İspanyolca öğrenelim

Artık tratarse'ün İspanyolca içindeki anlamı hakkında daha fazla bilgi sahibi olduğunuza göre, seçilen örnekler aracılığıyla bunların nasıl kullanılacağını ve nasıl yapılacağını öğrenebilirsiniz. onları okuyun. Ve önerdiğimiz ilgili kelimeleri öğrenmeyi unutmayın. Web sitemiz sürekli olarak yeni kelimeler ve yeni örneklerle güncellenmektedir, böylece bilmediğiniz diğer kelimelerin anlamlarını İspanyolca içinde arayabilirsiniz.

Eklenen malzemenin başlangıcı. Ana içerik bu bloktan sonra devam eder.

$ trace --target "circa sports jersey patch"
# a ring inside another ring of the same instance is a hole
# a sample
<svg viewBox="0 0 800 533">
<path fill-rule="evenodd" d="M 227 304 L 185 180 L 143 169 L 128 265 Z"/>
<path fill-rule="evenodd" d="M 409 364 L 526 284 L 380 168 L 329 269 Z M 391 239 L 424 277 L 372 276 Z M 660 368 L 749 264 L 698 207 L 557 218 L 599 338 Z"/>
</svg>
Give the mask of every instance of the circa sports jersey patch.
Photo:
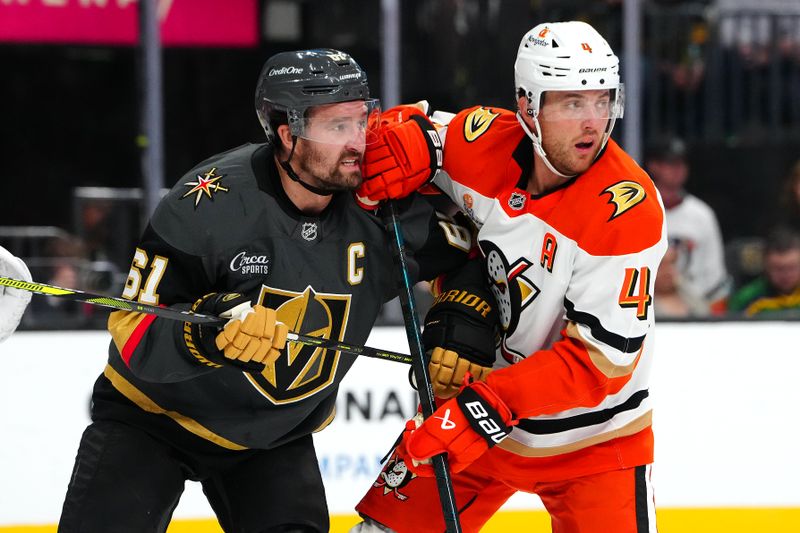
<svg viewBox="0 0 800 533">
<path fill-rule="evenodd" d="M 464 138 L 467 142 L 472 142 L 489 129 L 492 121 L 500 116 L 500 113 L 495 113 L 491 109 L 479 107 L 475 111 L 467 115 L 464 120 Z"/>
<path fill-rule="evenodd" d="M 344 340 L 350 316 L 350 294 L 288 291 L 262 285 L 258 303 L 275 309 L 290 331 L 337 341 Z M 285 353 L 261 373 L 245 373 L 253 387 L 276 405 L 307 398 L 334 383 L 339 352 L 288 342 Z"/>
<path fill-rule="evenodd" d="M 635 181 L 620 181 L 604 189 L 600 195 L 602 196 L 606 193 L 611 195 L 608 203 L 614 206 L 614 212 L 608 219 L 609 221 L 614 220 L 622 213 L 642 203 L 642 201 L 647 198 L 644 187 Z"/>
<path fill-rule="evenodd" d="M 269 274 L 269 258 L 248 252 L 239 252 L 231 259 L 229 268 L 240 274 Z"/>
<path fill-rule="evenodd" d="M 197 181 L 187 181 L 184 183 L 185 186 L 191 187 L 191 189 L 181 196 L 181 198 L 186 198 L 194 194 L 194 206 L 196 208 L 203 196 L 207 196 L 208 199 L 213 202 L 215 193 L 228 192 L 230 189 L 223 187 L 220 181 L 225 177 L 225 174 L 217 174 L 216 172 L 217 168 L 214 167 L 205 174 L 198 174 Z"/>
</svg>

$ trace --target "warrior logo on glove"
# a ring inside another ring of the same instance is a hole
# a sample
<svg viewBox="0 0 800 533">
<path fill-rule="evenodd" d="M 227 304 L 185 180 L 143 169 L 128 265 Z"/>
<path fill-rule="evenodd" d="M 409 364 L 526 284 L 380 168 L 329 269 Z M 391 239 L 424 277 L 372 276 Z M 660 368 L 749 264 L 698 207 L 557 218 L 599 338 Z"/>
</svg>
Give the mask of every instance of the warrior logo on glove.
<svg viewBox="0 0 800 533">
<path fill-rule="evenodd" d="M 437 398 L 452 398 L 469 373 L 480 381 L 495 361 L 500 321 L 487 287 L 482 261 L 475 258 L 434 283 L 439 292 L 425 316 L 422 341 Z"/>
</svg>

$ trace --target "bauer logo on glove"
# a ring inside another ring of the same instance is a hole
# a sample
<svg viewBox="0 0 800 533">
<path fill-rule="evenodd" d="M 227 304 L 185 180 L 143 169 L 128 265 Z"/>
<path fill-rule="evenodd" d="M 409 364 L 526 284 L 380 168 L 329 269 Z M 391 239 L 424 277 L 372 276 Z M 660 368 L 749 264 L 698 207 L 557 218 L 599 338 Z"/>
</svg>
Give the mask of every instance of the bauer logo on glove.
<svg viewBox="0 0 800 533">
<path fill-rule="evenodd" d="M 471 381 L 469 374 L 465 381 Z M 425 421 L 409 420 L 397 451 L 419 476 L 434 475 L 429 459 L 440 453 L 447 453 L 457 473 L 505 439 L 516 423 L 497 393 L 485 383 L 472 382 Z"/>
</svg>

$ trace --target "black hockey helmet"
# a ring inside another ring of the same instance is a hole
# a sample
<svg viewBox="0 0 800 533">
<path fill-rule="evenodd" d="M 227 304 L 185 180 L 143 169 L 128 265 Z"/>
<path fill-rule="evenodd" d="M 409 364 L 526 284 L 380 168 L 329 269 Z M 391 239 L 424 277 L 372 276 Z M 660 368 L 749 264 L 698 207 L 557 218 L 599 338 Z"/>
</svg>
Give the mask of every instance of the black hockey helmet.
<svg viewBox="0 0 800 533">
<path fill-rule="evenodd" d="M 270 57 L 258 78 L 255 104 L 258 120 L 274 142 L 276 113 L 286 114 L 293 135 L 306 137 L 308 108 L 354 100 L 366 101 L 370 116 L 379 110 L 358 63 L 344 52 L 320 48 Z"/>
</svg>

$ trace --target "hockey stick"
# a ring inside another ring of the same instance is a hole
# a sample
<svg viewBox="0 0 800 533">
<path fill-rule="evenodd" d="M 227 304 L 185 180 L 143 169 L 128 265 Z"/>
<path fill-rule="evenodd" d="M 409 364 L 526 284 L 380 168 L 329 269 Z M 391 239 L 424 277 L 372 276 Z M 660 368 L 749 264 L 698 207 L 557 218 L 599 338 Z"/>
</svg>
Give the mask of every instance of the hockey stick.
<svg viewBox="0 0 800 533">
<path fill-rule="evenodd" d="M 406 335 L 408 336 L 408 346 L 411 349 L 411 368 L 417 382 L 422 415 L 428 418 L 436 410 L 436 403 L 434 402 L 431 376 L 428 373 L 428 364 L 425 361 L 425 349 L 422 346 L 422 337 L 420 337 L 419 333 L 417 306 L 414 300 L 411 279 L 408 274 L 408 265 L 406 264 L 403 233 L 400 229 L 400 222 L 397 220 L 397 213 L 392 201 L 386 202 L 386 205 L 382 209 L 382 217 L 383 223 L 386 225 L 392 237 L 392 252 L 395 265 L 397 266 L 398 277 L 400 278 L 398 280 L 400 307 L 403 311 L 403 323 L 405 324 Z M 458 519 L 458 507 L 456 506 L 455 493 L 453 492 L 453 480 L 450 477 L 447 456 L 443 453 L 434 455 L 431 458 L 431 462 L 433 463 L 433 470 L 436 475 L 436 486 L 439 489 L 439 501 L 442 504 L 445 530 L 447 533 L 461 533 L 461 522 Z"/>
<path fill-rule="evenodd" d="M 34 294 L 41 294 L 44 296 L 55 296 L 64 298 L 65 300 L 73 300 L 76 302 L 84 302 L 92 305 L 99 305 L 103 307 L 110 307 L 121 311 L 134 311 L 136 313 L 146 313 L 148 315 L 155 315 L 161 318 L 168 318 L 170 320 L 182 320 L 184 322 L 192 322 L 194 324 L 208 324 L 208 325 L 223 325 L 228 319 L 212 315 L 203 315 L 201 313 L 192 313 L 189 311 L 181 311 L 179 309 L 172 309 L 170 307 L 159 307 L 157 305 L 148 305 L 139 302 L 132 302 L 123 298 L 115 298 L 113 296 L 103 296 L 100 294 L 92 294 L 89 292 L 79 291 L 77 289 L 64 289 L 56 287 L 55 285 L 47 285 L 46 283 L 37 283 L 30 281 L 23 281 L 14 278 L 0 277 L 0 287 L 10 287 L 12 289 L 20 289 L 23 291 L 32 292 Z M 316 346 L 318 348 L 327 348 L 329 350 L 336 350 L 339 352 L 349 353 L 351 355 L 361 355 L 366 357 L 374 357 L 376 359 L 384 359 L 386 361 L 396 361 L 398 363 L 411 364 L 412 358 L 404 353 L 392 352 L 389 350 L 380 350 L 370 346 L 355 346 L 352 344 L 345 344 L 331 339 L 323 339 L 320 337 L 309 337 L 308 335 L 301 335 L 300 333 L 289 332 L 286 336 L 287 340 L 292 342 L 299 342 L 309 346 Z"/>
</svg>

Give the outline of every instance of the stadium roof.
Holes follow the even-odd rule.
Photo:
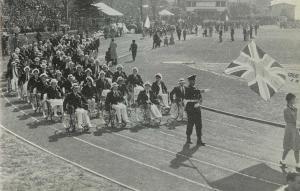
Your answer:
[[[160,16],[173,16],[174,15],[173,13],[171,13],[170,11],[168,11],[167,9],[161,10],[158,14]]]
[[[296,0],[273,0],[271,1],[271,6],[278,5],[278,4],[289,4],[296,6]]]
[[[106,15],[109,16],[123,16],[123,13],[111,8],[110,6],[106,5],[105,3],[96,3],[92,4],[93,6],[97,7],[99,11],[102,11]]]

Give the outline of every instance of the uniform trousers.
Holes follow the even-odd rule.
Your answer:
[[[194,110],[187,112],[188,122],[186,128],[186,135],[190,137],[193,133],[193,127],[196,127],[196,134],[198,139],[201,139],[202,136],[202,118],[201,111]]]

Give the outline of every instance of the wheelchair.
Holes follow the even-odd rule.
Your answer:
[[[109,111],[103,111],[103,118],[107,128],[124,128],[127,125],[122,119],[118,119],[116,110],[113,109],[112,106],[110,106]],[[121,124],[118,123],[119,120],[122,120]]]
[[[169,105],[169,102],[170,102],[170,94],[168,92],[168,105]],[[162,97],[160,95],[158,95],[158,100],[159,100],[159,110],[161,111],[162,115],[168,115],[170,113],[170,110],[171,108],[170,107],[166,107],[162,101]]]
[[[162,118],[154,118],[151,113],[151,105],[139,105],[135,107],[134,114],[132,114],[131,118],[133,118],[137,124],[153,126],[157,127],[160,125]],[[157,106],[158,111],[159,108]]]
[[[67,134],[76,132],[76,128],[78,128],[77,122],[78,121],[77,121],[76,111],[74,106],[67,105],[66,114],[63,117],[63,125],[65,127]],[[87,127],[87,125],[83,125],[83,131],[85,132],[88,130],[89,128]]]
[[[54,120],[54,110],[53,110],[53,105],[51,104],[51,101],[50,100],[46,100],[45,101],[45,104],[46,104],[46,107],[47,107],[47,109],[46,109],[46,116],[47,116],[47,118],[46,118],[46,120],[47,119],[50,119],[50,121],[53,121]],[[62,108],[63,107],[63,104],[62,104],[62,102],[61,102],[61,104],[55,104],[55,107],[60,107],[60,108]],[[57,114],[59,115],[61,115],[59,118],[60,118],[60,120],[61,121],[63,121],[63,113],[61,113],[62,111],[57,111]]]
[[[41,112],[42,110],[43,105],[41,96],[41,93],[38,93],[36,89],[30,93],[30,103],[32,104],[32,109],[35,113]]]
[[[180,102],[176,101],[172,103],[170,108],[170,115],[171,118],[167,120],[168,123],[172,123],[174,121],[184,121],[184,119],[186,119],[186,112],[184,111],[184,103],[182,101]]]

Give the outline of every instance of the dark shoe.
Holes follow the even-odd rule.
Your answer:
[[[186,139],[186,144],[193,144],[193,142],[191,141],[191,138]]]
[[[202,140],[198,140],[197,141],[197,145],[198,146],[205,146],[205,143],[203,143]]]

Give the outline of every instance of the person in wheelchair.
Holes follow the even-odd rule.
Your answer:
[[[24,72],[22,72],[19,78],[19,83],[21,84],[20,95],[22,96],[23,99],[27,101],[27,103],[30,103],[30,98],[29,98],[30,93],[28,89],[29,79],[30,79],[30,67],[25,66]]]
[[[160,99],[161,104],[166,109],[170,109],[169,98],[168,98],[168,89],[165,83],[162,81],[162,75],[157,73],[155,75],[156,81],[152,84],[152,91]]]
[[[127,78],[127,87],[130,93],[131,99],[134,103],[139,95],[140,91],[144,90],[143,88],[143,80],[141,75],[138,74],[138,68],[132,68],[132,74],[130,74]]]
[[[37,87],[38,85],[42,82],[41,78],[39,77],[39,69],[33,69],[32,70],[32,76],[30,77],[28,81],[28,89],[31,94],[31,105],[32,105],[32,110],[35,111],[37,107],[37,103],[35,103],[34,98],[37,96]]]
[[[116,67],[117,71],[113,75],[113,82],[116,82],[119,77],[122,77],[123,79],[127,80],[127,75],[123,71],[123,66],[121,64],[117,65]]]
[[[58,87],[61,89],[61,91],[63,93],[64,83],[65,83],[66,79],[62,76],[61,71],[56,70],[55,79],[57,80]]]
[[[72,92],[67,94],[63,102],[64,111],[68,111],[68,108],[74,108],[77,118],[77,127],[82,132],[93,127],[87,111],[87,101],[80,93],[80,86],[78,83],[72,85]],[[86,124],[84,124],[83,121],[85,121]]]
[[[137,98],[139,107],[146,112],[146,117],[150,120],[159,119],[161,120],[162,114],[158,109],[159,105],[156,94],[151,90],[150,82],[144,84],[144,90],[142,90]]]
[[[56,79],[52,79],[50,81],[50,87],[47,90],[47,101],[53,111],[54,117],[58,117],[57,111],[60,110],[63,115],[63,99],[62,99],[62,91],[60,87],[57,85],[58,81]]]
[[[86,84],[83,85],[81,92],[82,95],[87,100],[88,110],[90,114],[95,113],[97,91],[96,91],[96,87],[94,86],[94,80],[92,77],[86,78]]]
[[[124,102],[124,97],[118,90],[118,84],[114,82],[112,84],[112,90],[107,94],[105,100],[105,110],[110,112],[111,108],[114,109],[116,111],[119,124],[122,124],[122,121],[130,123],[127,114],[127,107]]]
[[[186,92],[184,78],[180,78],[178,84],[179,85],[174,87],[174,89],[170,92],[170,100],[172,106],[177,107],[178,109],[178,111],[176,111],[178,113],[172,113],[172,117],[177,118],[177,121],[182,121],[184,116],[184,97]]]

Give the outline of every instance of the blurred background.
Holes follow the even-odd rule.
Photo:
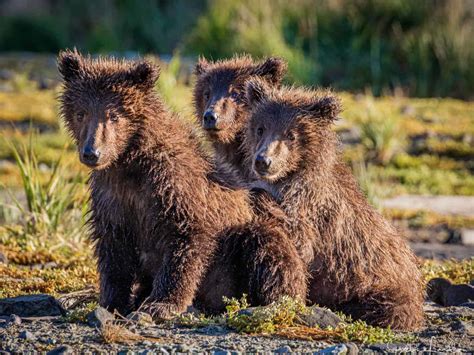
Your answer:
[[[73,47],[160,63],[188,120],[199,55],[285,58],[287,83],[341,95],[344,159],[425,276],[474,277],[474,1],[0,0],[0,17],[0,297],[95,282],[88,172],[56,101]]]

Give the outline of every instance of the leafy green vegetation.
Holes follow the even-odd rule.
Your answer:
[[[444,277],[456,284],[469,283],[474,279],[474,257],[462,261],[427,260],[422,266],[422,271],[426,281],[435,277]]]
[[[340,314],[343,322],[336,328],[320,329],[302,325],[298,318],[311,309],[301,301],[282,297],[265,307],[248,308],[245,295],[237,300],[226,299],[226,324],[238,332],[248,334],[275,334],[293,339],[353,341],[364,344],[408,342],[413,340],[390,329],[373,327],[363,321],[352,321]]]
[[[7,5],[4,5],[7,6]],[[472,98],[469,1],[42,1],[4,11],[2,51],[279,55],[290,80],[374,95]],[[179,19],[178,21],[176,19]]]

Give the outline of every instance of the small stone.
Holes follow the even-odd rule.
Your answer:
[[[467,307],[474,309],[474,302],[464,302],[459,305],[459,307]]]
[[[276,354],[290,354],[291,353],[291,348],[288,345],[279,347],[278,349],[273,351]]]
[[[87,315],[87,324],[91,327],[100,328],[105,323],[113,321],[114,319],[115,317],[112,313],[99,306]]]
[[[339,323],[342,323],[342,319],[327,308],[313,306],[310,308],[310,313],[299,314],[297,322],[308,327],[325,329],[327,327],[336,328]]]
[[[8,258],[2,252],[0,252],[0,264],[8,264]]]
[[[160,348],[158,351],[159,351],[161,354],[165,354],[165,355],[167,355],[167,354],[170,353],[170,352],[169,352],[168,350],[166,350],[165,348]]]
[[[430,300],[442,306],[459,306],[474,301],[474,286],[453,285],[449,280],[437,277],[428,282],[427,294]]]
[[[20,317],[61,316],[66,312],[53,296],[39,294],[0,299],[0,315]]]
[[[213,354],[213,355],[231,355],[230,351],[226,351],[226,350],[218,350],[218,351],[213,350],[211,352],[211,354]]]
[[[451,329],[468,336],[474,336],[474,325],[462,320],[453,322],[451,324]]]
[[[188,353],[190,350],[190,347],[185,345],[185,344],[179,344],[177,347],[176,347],[176,351],[177,352],[180,352],[180,353]]]
[[[460,234],[462,245],[474,245],[474,229],[463,228]]]
[[[8,318],[8,325],[20,325],[21,324],[21,317],[17,316],[16,314],[11,314],[10,318]]]
[[[411,105],[404,105],[400,109],[400,112],[402,113],[402,115],[413,116],[416,113],[416,110]]]
[[[62,355],[62,354],[74,354],[74,349],[69,345],[61,345],[57,348],[48,351],[46,355]]]
[[[325,348],[321,351],[316,352],[315,354],[347,354],[348,349],[345,344],[337,344],[334,346],[330,346],[329,348]]]
[[[347,355],[357,355],[359,354],[359,348],[354,343],[346,343]]]
[[[141,326],[151,326],[155,324],[151,315],[145,312],[132,312],[127,316],[127,319]]]
[[[28,331],[28,330],[21,331],[18,336],[20,337],[20,339],[25,339],[25,340],[35,340],[36,339],[34,334],[32,332]]]
[[[0,69],[0,80],[12,80],[15,73],[9,69]]]
[[[369,349],[374,350],[376,353],[382,354],[400,354],[411,351],[407,344],[373,344],[369,346]]]

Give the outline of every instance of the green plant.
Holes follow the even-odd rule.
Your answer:
[[[370,164],[367,164],[362,160],[352,162],[352,171],[359,182],[361,190],[364,192],[365,197],[372,206],[380,209],[380,199],[378,193],[378,185],[375,182],[375,176],[372,171]]]
[[[23,232],[32,246],[78,244],[82,240],[82,226],[87,211],[87,200],[81,176],[67,179],[67,166],[62,163],[62,153],[51,167],[40,164],[33,151],[34,133],[28,143],[20,147],[11,144],[11,151],[20,172],[23,203],[9,189],[11,208],[22,216]],[[64,152],[66,147],[62,150]],[[55,237],[55,238],[54,238]]]
[[[69,311],[63,317],[63,320],[68,323],[85,323],[87,321],[87,315],[95,308],[97,308],[97,302],[88,302]]]
[[[225,298],[224,302],[227,303],[227,325],[243,333],[275,333],[281,326],[292,326],[297,315],[306,309],[301,301],[286,296],[250,313],[243,311],[249,307],[246,295],[240,300]]]
[[[387,164],[405,142],[399,118],[379,111],[371,97],[366,100],[366,112],[360,129],[362,144],[369,156],[380,164]]]

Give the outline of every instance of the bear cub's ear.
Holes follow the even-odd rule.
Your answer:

İspanyolca hakkında bilginiz var mı

İspanyolca (español), Castilla olarak da bilinir, Roman dillerinin İber-Romantik grubunun bir dilidir ve bazı kaynaklara göre dünyanın en yaygın 4. dilidir, diğerleri ise onu listeler. en yaygın 2. veya 3. dil olarak. Yaklaşık 352 milyon kişinin ana dilidir ve konuşmacılarını dil olarak eklerken 417 milyon kişi tarafından konuşulmaktadır. alt (1999'da tahmin edilmektedir) İspanyolca ve Portekizce çok benzer gramer ve kelime hazinesi; bu iki dilin benzer kelime dağarcığının sayısı %89'a kadar çıkmaktadır.İspanyolca dünya çapında 20 ülkenin ana dilidir.İspanyolcayı konuşan toplam kişi sayısının 470 ile 500 milyon arasında olduğu tahmin edilmektedir. ana dili konuşanların sayısına göre dünyada en çok konuşulan ikinci dil.